Jafaar è un povero pescatore palestinese. A causa delle restrizioni imposte dalle autorità israeliane, la sua rete ormai si riempie solo di spazzatura, la sua casa è stata occupata dai militari e lui non sa come pagare i debiti.

 

A casa la moglie lo aspetta rassegnata, cogliendo olive da un albero che le è stato lasciato in eredità dal padre e sembra l’unico mezzo di sussistenza della coppia. Un giorno però nella rete di Jafaar, assieme a vecchie ciabatte di gomma spaiate, resta impigliato anche il bizzarro naufrago del titolo: un grosso maiale vietnamita, capitato chissà come tra le onde del mare di Gaza e che per l’uomo si rivelerà prima un ospite incomodo, poi una insperata fonte di guadagno.

Il film di Sylvain Estibal, premiato in Francia con un Cesar come migliore opera prima, è una piccola commedia delicata ed elegante che riesce nel difficile obiettivo di far ridere e sorridere pur affrontando un tema assai insidioso: l’occupazione della striscia di Gaza e l’infinita guerra tra Israeliani e Palestinesi. Il maldestro Jafaar, interpretato da Sasson Gabai, alle prese con un animale impuro tanto per lui quanto per i suoi antagonisti, è in realtà un uomo dall’animo semplice e  a suo modo pieno di tenerezza. Gli fanno da contorno una serie di personaggi irresistibili che consentono al regista di esplorare con sguardo divertito e sempre indulgente una serie di rocamboleschi nonsense e di atteggiamenti paranoici che non risparmiano nessuna delle parti in causa. C’è l’amico parrucchiere di Jafaar che gli fornisce un kalashnikov per uccidere l’animale impuro, c’è la colona israeliana di origine russa che alleva maiali per sfruttare la loro abilità nel fiutare gli esplosivi, c’è il soldato israeliano appassionato di telenovelas brasiliane e gli integralisti palestinesi che cercano di convincere Jafaar a farsi esplodere con il suo maiale per diventare un martire.

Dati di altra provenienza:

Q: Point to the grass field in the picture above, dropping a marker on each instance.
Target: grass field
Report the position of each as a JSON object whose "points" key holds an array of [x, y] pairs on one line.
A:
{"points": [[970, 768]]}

E soprattutto c’è lui, il naufrago del titolo, che trotterella serafico attraverso le inquietudini e gli affanni degli uomini con leggerezza e irresistibile inconsapevolezza. Mascherato da pecora, occultato in una vasca da bagno o accessoriato con calzini variopinti affinché non tocchi con le zampe impure il territorio palestinese né quello israeliano, è lui il vero protagonista e non riusciamo a non innamorarcene. Il racconto di Estibal è una piccola gemma di surreale poesia che oppone uno sguardo pieno di umanità alla violenza del conflitto e dell’antagonismo tra i popoli. Quasi una favola che fa bene al cuore in uno scenario di insensata violenza. Un film a suo modo di denuncia che strizza l’occhio alla farsa trovando nel maiale del titolo originale (Le cochon de Gaza) un surreale, imprevedibile punto di incontro tra due popoli.